In BCG-recurrent disease, metformin and gemcitabine + BCG are being investigated. A combination of cabazitaxel, gemcitabine, and cisplatin is under investigation in BCG-unresponsive disease.
Gary Steinberg: Next-generation sequencing and multi-omics analyses of NMIBC tissue samples have identified potential new therapeutic targets, including those involved in DNA damage repair, p53 pathways, cell cycle, chromatin remodeling, and hormone receptor signaling.
Neal Shore: In terms of drug delivery, intravesical device-assisted therapies are showing improvements in drug tissue penetration versus passive-diffusion therapies, with encouraging clinical data emerging.
The most common include electromotive drug administration, conductive hyperthermic chemotherapy, and radiofrequency-induced thermochemotherapeutic effect.
Gary Steinberg: The current standard-of-care surveillance for NMIBC is cystoscopic evaluation using white light cystoscopy. However, it is limited in detecting carcinoma in situ and thus can lead to disease recurrence or progression.
Neal Shore: In a meta-analysis, blue light cystoscopy, which involves an intravesical instillation of a hexaminolevulinate and blue light to enhance tumor detection, significantly improved tumor detection with a subsequent reduction in tumor recurrence versus white light cystoscopy.

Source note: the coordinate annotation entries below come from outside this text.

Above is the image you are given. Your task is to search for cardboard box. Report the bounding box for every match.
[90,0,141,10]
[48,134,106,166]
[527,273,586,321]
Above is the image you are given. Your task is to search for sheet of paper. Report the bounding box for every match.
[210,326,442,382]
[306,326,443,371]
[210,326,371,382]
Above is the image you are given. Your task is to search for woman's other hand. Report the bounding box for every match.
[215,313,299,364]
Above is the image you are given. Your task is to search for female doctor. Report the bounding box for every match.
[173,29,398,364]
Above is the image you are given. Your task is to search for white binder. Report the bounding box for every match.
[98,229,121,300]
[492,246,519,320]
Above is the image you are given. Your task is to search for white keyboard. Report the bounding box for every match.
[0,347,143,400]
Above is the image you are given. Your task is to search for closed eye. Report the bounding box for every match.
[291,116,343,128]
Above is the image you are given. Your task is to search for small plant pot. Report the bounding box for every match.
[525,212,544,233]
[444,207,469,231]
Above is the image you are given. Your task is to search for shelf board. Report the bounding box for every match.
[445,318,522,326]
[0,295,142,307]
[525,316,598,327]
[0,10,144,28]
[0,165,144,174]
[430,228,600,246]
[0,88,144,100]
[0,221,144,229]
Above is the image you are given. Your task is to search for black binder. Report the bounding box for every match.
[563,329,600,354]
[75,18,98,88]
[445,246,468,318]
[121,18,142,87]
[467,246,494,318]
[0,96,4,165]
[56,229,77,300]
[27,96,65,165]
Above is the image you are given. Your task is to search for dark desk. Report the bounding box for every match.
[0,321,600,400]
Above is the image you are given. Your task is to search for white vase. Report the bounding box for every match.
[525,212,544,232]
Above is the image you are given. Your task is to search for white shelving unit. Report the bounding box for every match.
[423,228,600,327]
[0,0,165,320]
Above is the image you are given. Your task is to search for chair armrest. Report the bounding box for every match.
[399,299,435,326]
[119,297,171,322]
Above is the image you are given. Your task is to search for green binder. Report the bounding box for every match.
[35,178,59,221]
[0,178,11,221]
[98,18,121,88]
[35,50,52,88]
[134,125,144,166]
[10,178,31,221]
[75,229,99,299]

Gary Steinberg: In conclusion, several clinical trials with immune checkpoint inhibitors or other immunomodulators, targeted therapies, chemotherapy regimens, vaccines, or viral- and bacterial-based therapies with evidence of clinical activity in NMIBC are ongoing or have completed.
Advances in lesion detection and intravesical drug delivery systems are also improving the management of patients with NMIBC.